I haven't had much difficulty sticking wtih compliant food choices. I don't eat out that much, so I just shop the veggie aisle instead of the bread and coffee aisles... that sort of thing.

I have just noticed something recently, now that I'm in to my third round. I'm really actually only eating two meals a day. Hm.

When I did my first Whole30, I was not hungry for lunch so I'd eat some nuts and a banana (I know, technically compliant foods but not eaten in a recommended way).

Second Whole30, I was less interested in fruits and nuts, so just tended to eat - I don't know, but I'm guessing it wasn't three times a day.

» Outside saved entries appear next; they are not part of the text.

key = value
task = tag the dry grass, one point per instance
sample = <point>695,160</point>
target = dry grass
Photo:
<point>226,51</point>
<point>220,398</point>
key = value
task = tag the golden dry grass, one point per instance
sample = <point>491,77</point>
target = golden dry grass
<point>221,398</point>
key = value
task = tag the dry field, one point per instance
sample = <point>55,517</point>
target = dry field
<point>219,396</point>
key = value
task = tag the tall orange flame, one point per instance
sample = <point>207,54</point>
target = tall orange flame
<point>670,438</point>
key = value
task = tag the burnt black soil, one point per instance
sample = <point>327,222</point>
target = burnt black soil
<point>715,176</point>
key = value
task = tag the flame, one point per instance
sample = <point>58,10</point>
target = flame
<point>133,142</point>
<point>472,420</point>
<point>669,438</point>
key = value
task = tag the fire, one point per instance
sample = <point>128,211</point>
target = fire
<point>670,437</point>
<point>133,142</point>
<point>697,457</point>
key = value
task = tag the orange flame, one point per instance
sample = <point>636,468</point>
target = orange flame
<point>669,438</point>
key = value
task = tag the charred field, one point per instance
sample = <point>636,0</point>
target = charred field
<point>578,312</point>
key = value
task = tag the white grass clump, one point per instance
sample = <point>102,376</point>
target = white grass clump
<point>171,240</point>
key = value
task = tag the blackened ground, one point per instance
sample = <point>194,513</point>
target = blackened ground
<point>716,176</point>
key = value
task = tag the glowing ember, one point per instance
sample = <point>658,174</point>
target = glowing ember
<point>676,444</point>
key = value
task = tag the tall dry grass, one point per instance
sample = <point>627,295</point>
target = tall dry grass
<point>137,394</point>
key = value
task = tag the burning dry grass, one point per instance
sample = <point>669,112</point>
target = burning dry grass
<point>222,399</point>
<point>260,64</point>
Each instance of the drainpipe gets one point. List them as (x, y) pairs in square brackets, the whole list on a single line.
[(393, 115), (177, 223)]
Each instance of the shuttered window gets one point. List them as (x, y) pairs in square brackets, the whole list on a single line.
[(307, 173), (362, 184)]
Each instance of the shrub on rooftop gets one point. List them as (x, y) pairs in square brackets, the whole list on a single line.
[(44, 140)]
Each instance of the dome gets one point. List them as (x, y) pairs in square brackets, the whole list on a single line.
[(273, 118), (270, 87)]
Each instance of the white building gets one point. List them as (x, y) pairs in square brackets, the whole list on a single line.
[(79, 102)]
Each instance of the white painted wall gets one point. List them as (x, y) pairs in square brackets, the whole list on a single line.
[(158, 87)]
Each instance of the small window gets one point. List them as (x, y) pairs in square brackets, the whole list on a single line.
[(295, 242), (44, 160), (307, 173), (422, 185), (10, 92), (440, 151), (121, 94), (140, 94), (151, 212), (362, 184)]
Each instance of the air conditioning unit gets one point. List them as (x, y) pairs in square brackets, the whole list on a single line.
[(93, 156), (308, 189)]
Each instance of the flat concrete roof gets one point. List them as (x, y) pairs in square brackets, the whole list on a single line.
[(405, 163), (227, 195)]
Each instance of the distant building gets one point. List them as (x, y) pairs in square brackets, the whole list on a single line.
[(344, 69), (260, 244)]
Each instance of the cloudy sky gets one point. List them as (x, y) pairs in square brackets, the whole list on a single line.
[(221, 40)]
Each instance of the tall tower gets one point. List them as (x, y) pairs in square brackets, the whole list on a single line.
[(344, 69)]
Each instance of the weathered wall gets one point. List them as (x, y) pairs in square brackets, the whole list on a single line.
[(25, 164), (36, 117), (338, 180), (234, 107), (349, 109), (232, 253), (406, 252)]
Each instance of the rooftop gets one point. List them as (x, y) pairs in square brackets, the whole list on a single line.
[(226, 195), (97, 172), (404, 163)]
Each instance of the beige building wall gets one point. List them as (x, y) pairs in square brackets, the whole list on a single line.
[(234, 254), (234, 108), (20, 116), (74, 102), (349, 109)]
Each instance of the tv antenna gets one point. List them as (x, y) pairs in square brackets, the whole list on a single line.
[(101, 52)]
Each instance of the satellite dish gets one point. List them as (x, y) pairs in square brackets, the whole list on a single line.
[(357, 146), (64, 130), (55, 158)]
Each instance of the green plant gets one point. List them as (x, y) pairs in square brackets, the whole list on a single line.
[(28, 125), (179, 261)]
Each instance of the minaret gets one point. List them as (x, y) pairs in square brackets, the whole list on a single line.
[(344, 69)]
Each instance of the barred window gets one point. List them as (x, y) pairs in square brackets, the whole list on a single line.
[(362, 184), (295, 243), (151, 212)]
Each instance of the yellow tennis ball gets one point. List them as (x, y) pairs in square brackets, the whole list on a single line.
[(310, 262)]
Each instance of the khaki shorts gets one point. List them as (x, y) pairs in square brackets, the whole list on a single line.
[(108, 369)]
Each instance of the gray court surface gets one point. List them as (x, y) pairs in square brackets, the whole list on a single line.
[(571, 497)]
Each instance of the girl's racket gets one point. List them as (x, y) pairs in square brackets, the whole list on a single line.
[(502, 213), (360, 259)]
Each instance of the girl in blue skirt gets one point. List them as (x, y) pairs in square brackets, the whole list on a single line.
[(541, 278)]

Now I'm noticing it big time. I wake up, take my Synthroid, and an hour and a half later I eat a meal. Then I'm not hungry again (like, at all) until about 3:00 p.m. My schedule allows me to eat then, so I do. I may eat something small laster (the other night I ate spaghetti squash with avocado). Last night I wasn't hungry at lunch and didn't get a chance to eat again until almost 6:00. I was pretty hungry by then.

I know I'm not really reading hunger cues accurately yet. I was so addicted to sugar that I only ate when I had a sugar crash. Now I don't have sugar crashes, so I don't really recognize when I'm hungry.

Meals tend to be: wilted greens/spaghetti squash/avocado/tomato/meat protein of some kind. With spices, a bit of salt, olive oil maybe, some kind of vinegar.

So I have two questions:

1. What would you recommend in order to get up to three meals a day? (Now that I've recognized that, doh, I'm not actually eating three)

2. What do I need to look/feel for to identify hunger cues, now that I'm sans sugar crashes?

Thanks in advance.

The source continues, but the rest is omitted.